Russians fire on Islamic separatists

RUSSIA WAS at the brink of major conflict on its unstable southern flank last night as it launched air strikes to drive out hundreds of Islamic paramilitaries trying to create a fundamentalist state on Russian territory.

Moscow's generals were preparing for a "large-scale" military operation against guerrillas surrounding at least four villages in Dagestan - a republic in the Russian Federation.

About 1,000 Dagestani police were reportedly gathering in the north Caucasus republic beside troops from the Russian Interior Ministry and the army.

Several thousand refugees were said to be pouring out of the mountainous conflict zone, which came under missile fire from Russian helicopters on Saturday amid some of the worse fighting since the end of the Chechen war in 1996.

Witnesses told Interfax news agency that the gunmen were Wahhabi militants seeking to establish an independent Islamic republic in union with Chechnya. The paramilitaries - who took local men hostages - were mostly Chechens, led by Shamil Basayev, they said. Mr Basayev, a feted Chechen commander, is regarded by Moscow as a terrorist.

The stand-off was sufficiently serious for President Boris Yeltsin to order his Prime Minister, Sergei Stepashin, to Dagestan for a four-hour visit. Two senior generals - the chief of staff of the Russian armed forces, General Anatoly Kvashin, and the commander of the Interior Ministry troops, Vyacheslav Ovchinnikov - were also dispatched. The latter is to oversee the operation.

Mr Stepashin, a former interior minister and ex-head of domestic intelligence, played a part in the sending of forces into Chechnya in 1994. Yesterday he said he was "not afraid" of taking on the guerrillas but ruled out a new war.

The precise number of Islamic fighters surrounding the villages - Ansalta, Echeda, Miarso and Rokhota - was unclear. Initial estimates put them at 200 although the Russians talked of as many as 2,000. News that their leader is believed to be Mr Basayev horrified Russians. He led a flamboyant raid into Russia in 1995, taking 1,000 hostages. To Russian disgust, he and his men negotiated free passage home.

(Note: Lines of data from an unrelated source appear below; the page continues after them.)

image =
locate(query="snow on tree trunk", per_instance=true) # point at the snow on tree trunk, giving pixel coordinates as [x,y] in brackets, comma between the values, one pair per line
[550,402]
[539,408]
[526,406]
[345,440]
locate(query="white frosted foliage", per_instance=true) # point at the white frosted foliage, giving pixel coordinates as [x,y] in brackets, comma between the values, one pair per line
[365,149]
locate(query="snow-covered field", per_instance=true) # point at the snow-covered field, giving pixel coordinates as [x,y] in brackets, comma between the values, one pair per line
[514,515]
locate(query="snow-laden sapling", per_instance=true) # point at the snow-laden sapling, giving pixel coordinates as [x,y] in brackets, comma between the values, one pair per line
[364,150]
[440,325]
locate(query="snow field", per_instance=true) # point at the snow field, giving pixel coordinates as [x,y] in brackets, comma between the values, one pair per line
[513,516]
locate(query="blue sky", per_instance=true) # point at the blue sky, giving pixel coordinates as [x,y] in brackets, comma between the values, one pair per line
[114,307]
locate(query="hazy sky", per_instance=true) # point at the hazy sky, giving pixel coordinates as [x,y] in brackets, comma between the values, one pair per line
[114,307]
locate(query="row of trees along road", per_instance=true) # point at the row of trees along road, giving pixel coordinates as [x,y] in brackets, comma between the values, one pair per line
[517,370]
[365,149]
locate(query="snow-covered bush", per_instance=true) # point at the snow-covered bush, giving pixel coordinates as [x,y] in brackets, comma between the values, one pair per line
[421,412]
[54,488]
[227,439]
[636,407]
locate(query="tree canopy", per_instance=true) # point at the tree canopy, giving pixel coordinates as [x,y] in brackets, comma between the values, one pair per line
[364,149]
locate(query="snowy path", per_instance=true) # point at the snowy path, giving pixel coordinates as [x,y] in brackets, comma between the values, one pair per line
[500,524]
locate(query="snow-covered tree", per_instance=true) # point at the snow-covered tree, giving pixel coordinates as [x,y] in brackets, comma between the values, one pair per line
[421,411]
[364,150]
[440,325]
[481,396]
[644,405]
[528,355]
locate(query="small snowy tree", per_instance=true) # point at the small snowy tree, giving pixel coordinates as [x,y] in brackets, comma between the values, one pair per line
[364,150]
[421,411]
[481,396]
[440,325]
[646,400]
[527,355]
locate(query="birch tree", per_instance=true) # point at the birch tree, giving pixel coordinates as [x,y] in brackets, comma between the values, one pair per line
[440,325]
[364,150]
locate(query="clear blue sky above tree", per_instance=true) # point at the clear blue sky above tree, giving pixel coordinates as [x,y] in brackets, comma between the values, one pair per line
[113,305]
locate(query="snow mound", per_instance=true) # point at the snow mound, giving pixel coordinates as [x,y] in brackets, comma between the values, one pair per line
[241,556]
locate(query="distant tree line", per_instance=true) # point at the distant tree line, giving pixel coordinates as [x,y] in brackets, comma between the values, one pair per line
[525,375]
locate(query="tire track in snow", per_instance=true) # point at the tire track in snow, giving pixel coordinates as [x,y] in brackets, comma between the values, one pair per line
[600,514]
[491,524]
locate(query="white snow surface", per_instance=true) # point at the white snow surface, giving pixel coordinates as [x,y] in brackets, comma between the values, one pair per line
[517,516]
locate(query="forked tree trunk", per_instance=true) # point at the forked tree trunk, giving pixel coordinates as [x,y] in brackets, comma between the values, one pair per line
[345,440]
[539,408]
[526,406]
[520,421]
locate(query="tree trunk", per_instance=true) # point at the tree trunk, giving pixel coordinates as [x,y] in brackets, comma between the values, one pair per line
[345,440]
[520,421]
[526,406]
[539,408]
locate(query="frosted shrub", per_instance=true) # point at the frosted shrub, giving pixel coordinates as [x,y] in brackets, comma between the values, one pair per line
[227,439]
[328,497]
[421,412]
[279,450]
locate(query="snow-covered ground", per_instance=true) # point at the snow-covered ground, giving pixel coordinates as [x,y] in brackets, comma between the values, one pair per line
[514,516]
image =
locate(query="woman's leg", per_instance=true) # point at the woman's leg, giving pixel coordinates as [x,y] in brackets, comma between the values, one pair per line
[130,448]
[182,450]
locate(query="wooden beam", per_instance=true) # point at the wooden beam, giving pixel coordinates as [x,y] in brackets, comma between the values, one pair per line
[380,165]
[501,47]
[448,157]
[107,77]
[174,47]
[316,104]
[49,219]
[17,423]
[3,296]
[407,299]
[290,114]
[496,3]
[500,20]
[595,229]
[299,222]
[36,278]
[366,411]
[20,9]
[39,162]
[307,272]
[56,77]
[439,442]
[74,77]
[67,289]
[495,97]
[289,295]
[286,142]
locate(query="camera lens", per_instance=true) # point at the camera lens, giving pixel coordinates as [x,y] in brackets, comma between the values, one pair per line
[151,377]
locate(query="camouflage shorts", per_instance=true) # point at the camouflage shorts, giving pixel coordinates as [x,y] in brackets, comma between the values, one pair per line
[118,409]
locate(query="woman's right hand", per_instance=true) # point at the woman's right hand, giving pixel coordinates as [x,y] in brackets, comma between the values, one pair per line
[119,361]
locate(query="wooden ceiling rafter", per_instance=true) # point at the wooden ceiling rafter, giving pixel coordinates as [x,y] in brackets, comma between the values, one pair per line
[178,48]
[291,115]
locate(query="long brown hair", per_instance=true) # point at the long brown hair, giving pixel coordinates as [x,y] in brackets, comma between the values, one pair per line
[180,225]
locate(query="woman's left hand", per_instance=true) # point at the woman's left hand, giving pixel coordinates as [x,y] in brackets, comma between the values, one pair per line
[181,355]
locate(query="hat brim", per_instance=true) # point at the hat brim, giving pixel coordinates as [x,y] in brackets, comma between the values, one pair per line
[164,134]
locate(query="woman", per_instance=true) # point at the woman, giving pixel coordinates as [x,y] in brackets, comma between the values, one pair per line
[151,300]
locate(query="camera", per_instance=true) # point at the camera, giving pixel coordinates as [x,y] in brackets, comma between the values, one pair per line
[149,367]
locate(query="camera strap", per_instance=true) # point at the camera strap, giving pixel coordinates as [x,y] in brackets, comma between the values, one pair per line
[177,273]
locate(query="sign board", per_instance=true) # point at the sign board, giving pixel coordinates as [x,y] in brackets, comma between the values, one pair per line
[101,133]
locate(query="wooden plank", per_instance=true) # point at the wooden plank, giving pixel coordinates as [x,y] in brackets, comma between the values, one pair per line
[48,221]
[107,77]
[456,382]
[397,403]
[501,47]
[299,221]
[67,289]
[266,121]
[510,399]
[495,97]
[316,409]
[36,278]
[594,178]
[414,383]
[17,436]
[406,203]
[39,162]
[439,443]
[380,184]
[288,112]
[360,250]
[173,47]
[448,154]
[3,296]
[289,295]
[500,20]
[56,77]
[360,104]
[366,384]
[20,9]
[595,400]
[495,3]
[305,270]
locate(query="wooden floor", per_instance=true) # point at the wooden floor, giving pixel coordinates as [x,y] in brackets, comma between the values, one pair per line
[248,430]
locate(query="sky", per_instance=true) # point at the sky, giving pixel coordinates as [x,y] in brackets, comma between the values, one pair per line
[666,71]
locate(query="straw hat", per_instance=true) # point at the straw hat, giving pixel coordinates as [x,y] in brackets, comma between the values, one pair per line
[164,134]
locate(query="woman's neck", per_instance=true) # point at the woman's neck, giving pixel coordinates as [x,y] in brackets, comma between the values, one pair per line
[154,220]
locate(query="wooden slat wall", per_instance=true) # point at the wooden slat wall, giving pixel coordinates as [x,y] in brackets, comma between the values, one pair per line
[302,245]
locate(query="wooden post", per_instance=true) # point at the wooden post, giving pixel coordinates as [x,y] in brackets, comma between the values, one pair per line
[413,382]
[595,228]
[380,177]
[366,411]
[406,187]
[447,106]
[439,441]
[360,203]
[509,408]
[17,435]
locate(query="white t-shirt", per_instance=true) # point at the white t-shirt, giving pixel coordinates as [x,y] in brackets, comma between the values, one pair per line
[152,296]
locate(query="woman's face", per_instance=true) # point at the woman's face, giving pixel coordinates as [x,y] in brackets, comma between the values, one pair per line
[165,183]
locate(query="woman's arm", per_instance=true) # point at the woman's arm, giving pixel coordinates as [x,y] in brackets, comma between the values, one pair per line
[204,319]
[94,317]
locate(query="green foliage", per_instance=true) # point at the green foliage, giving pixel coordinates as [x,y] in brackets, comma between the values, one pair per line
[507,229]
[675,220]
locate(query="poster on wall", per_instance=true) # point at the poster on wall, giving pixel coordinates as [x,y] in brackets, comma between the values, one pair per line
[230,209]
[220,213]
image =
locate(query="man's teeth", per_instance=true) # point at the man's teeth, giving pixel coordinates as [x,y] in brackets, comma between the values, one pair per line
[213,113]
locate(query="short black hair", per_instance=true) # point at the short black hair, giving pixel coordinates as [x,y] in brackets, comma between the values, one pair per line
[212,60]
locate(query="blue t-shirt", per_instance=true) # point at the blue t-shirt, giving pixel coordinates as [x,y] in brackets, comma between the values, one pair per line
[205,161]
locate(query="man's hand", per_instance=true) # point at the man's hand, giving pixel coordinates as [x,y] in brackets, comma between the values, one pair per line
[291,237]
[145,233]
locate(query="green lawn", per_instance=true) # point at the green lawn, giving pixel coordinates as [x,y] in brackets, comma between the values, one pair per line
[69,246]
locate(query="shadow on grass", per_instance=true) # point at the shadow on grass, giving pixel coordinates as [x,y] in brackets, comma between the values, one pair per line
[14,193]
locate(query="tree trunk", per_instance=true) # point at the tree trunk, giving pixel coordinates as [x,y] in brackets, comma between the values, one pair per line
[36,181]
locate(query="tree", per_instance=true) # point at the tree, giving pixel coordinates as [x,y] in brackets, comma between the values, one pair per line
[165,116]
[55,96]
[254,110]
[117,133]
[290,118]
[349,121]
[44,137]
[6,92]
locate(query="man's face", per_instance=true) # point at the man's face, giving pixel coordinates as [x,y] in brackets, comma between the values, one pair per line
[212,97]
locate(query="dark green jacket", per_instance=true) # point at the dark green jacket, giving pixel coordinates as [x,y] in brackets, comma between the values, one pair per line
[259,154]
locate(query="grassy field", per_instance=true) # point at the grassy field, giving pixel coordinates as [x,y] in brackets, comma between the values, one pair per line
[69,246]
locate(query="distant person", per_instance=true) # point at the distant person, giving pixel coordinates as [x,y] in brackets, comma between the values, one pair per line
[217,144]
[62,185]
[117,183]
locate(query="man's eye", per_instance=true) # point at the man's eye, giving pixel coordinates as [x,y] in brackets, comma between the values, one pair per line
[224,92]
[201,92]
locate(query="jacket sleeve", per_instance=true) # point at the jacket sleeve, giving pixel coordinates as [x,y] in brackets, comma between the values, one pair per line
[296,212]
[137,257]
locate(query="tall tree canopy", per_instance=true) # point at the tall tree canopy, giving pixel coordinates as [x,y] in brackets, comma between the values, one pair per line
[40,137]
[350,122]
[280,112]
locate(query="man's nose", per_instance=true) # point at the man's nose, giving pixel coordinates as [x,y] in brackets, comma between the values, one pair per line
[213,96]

He leads an organisation called the Congress of the Nations of Ichkeria (Chechnya) and Dagestan. Sources within the congress told Interfax that the Islamic fighters in Dagestan were setting up a local government and Sharia courts in the seized areas. Pro-Wahhabi TV broadcasts were also being beamed into the area.

Russia's border area in the north Caucasus has long been unstable - with regular bombings, wholesale kidnappings, and fire fights between Russian forces and local paramilitaries. But the possibility of a new war there is a nightmare for Moscow. Defeat in the 21-month Chechen war taught it the impossibility of controlling a mountainous Muslim region which has never accepted rule by Orthodox Russia.

Yet the latest events - which follow weeks of skirmishing - place Moscow in a quandary. Dagestan provides access to the Caspian Sea, and is a trans-shipment route for oil. Its loss would been seen in Moscow as evidence that Islam is making dangerous incursions. At present, secession looks improbable. Dagestan, with some 30, often divided, nationalities, is riddled with clan conflict and organised crime. Much more likely is a slide into local civil strife, which Moscow will - with difficulty - try to control.